Martine aurait dû avertir son supérieur hiérarchique. Celui-ci aurait analysé la situation. Il aurait constaté que le cahier des présences n’était pas toujours mis dans le casier des responsables de formation lorsqu’ils arrivaient sur le site pour travailler. Il aurait demandé à Martine de veiller à ce que les cahiers de présences soient toujours bien mis à la disposition des responsables de formation chaque veille de chaque jour où ils viennent travailler. Il aurait peut-être même ajouté qu’il fallait d’abord faire attention à ce détail de la plus haute importance avant d’accuser qui que ce soit. Aussi, qu’elle n’était pas payée pour faire la Police.

Sauf que Martine n’a rien dit.

Elle croit plus fortement au fait que l’autre s’est trompé. Tout ce qui l’entoure (une organisation plus que chaotique due à une absence d’autorité) l’autorise à penser que, quels que soient ses propres manquements, elle a eu raison d’interpeller un responsable de formation de cette façon.

Et le responsable de formation n’en avertira pas son Directeur, car il lui importe peu que je ne sais quoi soit disponible, rempli, rendu, corrigé. Ce qui l’intéresse, c’est le temps qu’il consacre à son travail et non celui qu’il perdrait à essayer de pallier les conséquences d’une flagrante désorganisation du système.
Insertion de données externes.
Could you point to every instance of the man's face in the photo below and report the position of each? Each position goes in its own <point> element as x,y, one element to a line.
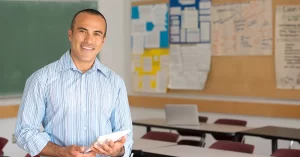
<point>87,37</point>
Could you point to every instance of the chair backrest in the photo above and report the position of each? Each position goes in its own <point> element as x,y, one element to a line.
<point>233,146</point>
<point>202,119</point>
<point>3,142</point>
<point>229,122</point>
<point>286,153</point>
<point>161,136</point>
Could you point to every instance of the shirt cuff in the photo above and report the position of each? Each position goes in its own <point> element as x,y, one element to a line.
<point>127,149</point>
<point>37,143</point>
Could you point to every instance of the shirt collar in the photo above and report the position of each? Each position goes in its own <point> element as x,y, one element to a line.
<point>66,62</point>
Du grabuge chez les autogestionnaires

Avec une baisse de plus de cinq points de représentativité au sein de notre société, il fallait s’attendre à une forte houle de mécontentements chez les autogestionnaires qui n’ont pas attendu que le mois de janvier s’achève pour convoquer une assemblée générale extraordinaire dont l’objectif affiché est d’arriver au célèbre consensus soudant depuis maintenant dix ans les membres de ce parti si singulier.

Gérer un collectif pour soi et avec soi ne signifie pas que tout le monde se met en rang derrière une opinion commune. Même si la logique d’une direction collégiale sans patron a réussi à s’imposer en donnant à tous une énergie que peu de partis connaissent, force est de constater qu’il s’est créé un léger fossé — peu profond, soit, mais un fossé tout de même —, entre ceux qui ont le droit d’inscrire les sujets de leur choix à l’ordre du jour et ceux qui ne l’ont désormais plus.
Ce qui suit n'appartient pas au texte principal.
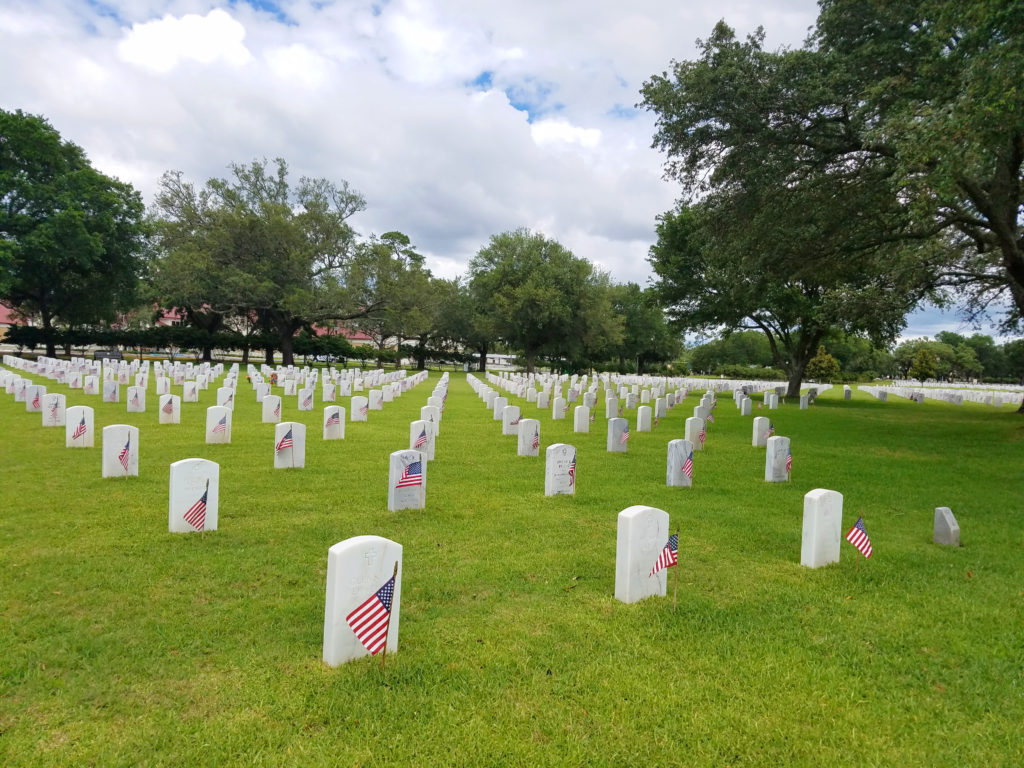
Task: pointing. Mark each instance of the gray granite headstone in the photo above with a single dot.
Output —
(946, 527)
Ainsi, sous prétexte que les problèmes économiques sont devenus trop compliqués à comprendre par tout un groupe de non experts, toutes les questions relatives à la gestion de l’argent ont été tacitement confiées aux administrateurs et toutes les voix qui s’y sont opposées ont tout simplement été écartées en rappelant, comme un funeste appel réactionnaire, la loi censée tout gouverner : c’est le bureau qui décide.

“Alors que le parti ne cesse de s’enrichir, nous aimerions savoir pourquoi il y a parmi nous des salariés dont le niveau de vie baisse. Pourquoi nous en connaissons, parmi eux, qui semblent tout à fait satisfaits d’être à ce point exploités. À croire qu’il y a un véritable travail de harcèlement sur le terrain, peut-être même, une forme de chantage affectif auquel j’ai répondu hier lors d’une discussion informelle à la terrasse d’un café en disant que je ne trouvais pas sein d’évoquer des départs violents ou des dissolutions pour mettre fin à toute discussion et faire taire toute parole divergente. Être progressiste, ça s’apprend. Soit nous sommes tous inclus, soit nous sommes tous exclus.”

Plusieurs rendez-vous promis tout au long de l’année dévoilent une tentative de renvoyer aux calendes grecques toute forme d’opposition, mais le prochain rapport de l’OFP, qui assistera ce lundi 18 janvier à cette assemblée générale, nous révèlera sans doute une partie suffisamment pertinente de ce qui dysfonctionne en suivant en direct comment se comportera ce nouvel échiquier de minorités.